With The Curragh Racecourse – home of the Irish classics – for summer racing, Punchestown Racecourse – home of National Hunt racing in Ireland – for the winter and Naas Racecourse which hosts both flat and national hunt meetings, all within ten miles of Robertstown, you really are spoilt for choice when it comes to a day at the races.
The Irish are horseracing-mad and horseracing is a great way to experience an important part of Irish life. You get dressed up, meet up with friends, take a punt or two on a horse you fancy and, hopefully, have good reason to celebrate at the end of the day. The party atmosphere usually follows race-goers back to the restaurants and bars of the local town or village.

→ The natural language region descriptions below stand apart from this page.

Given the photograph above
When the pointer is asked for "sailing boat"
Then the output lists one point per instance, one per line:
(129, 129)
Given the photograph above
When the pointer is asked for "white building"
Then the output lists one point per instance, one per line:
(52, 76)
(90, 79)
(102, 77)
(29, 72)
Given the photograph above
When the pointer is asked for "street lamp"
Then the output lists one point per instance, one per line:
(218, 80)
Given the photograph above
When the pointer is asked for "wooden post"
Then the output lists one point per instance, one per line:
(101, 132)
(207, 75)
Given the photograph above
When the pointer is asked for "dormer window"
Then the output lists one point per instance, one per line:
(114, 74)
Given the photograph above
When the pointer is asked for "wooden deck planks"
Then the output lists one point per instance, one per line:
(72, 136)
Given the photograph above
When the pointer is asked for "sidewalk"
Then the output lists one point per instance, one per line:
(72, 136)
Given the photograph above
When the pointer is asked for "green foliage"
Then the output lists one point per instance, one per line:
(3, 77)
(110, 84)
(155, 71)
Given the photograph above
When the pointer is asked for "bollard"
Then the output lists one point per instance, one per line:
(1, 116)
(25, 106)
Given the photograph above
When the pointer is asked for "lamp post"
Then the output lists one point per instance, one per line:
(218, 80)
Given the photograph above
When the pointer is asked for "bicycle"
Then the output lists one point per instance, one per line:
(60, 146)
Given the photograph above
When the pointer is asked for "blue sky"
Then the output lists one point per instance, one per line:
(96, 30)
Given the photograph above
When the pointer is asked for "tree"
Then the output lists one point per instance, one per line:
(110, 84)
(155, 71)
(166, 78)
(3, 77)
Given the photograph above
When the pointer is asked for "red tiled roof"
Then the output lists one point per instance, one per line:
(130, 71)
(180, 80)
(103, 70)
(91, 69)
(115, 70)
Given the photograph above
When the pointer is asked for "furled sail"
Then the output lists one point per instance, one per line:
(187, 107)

The first race is typically around 3pm and the last one around 6.30pm. For an evening meeting during the summer, the first race is off at 6pm. Major racing festivals in Kildare are: The Punchestown Festival (last week of April), the Irish Guineas (last weekend in May), the Irish Derby (last weekend in June) and the Irish St Leger (mid-September). Naas has summertime evening meetings which usually include a barbecue and live music.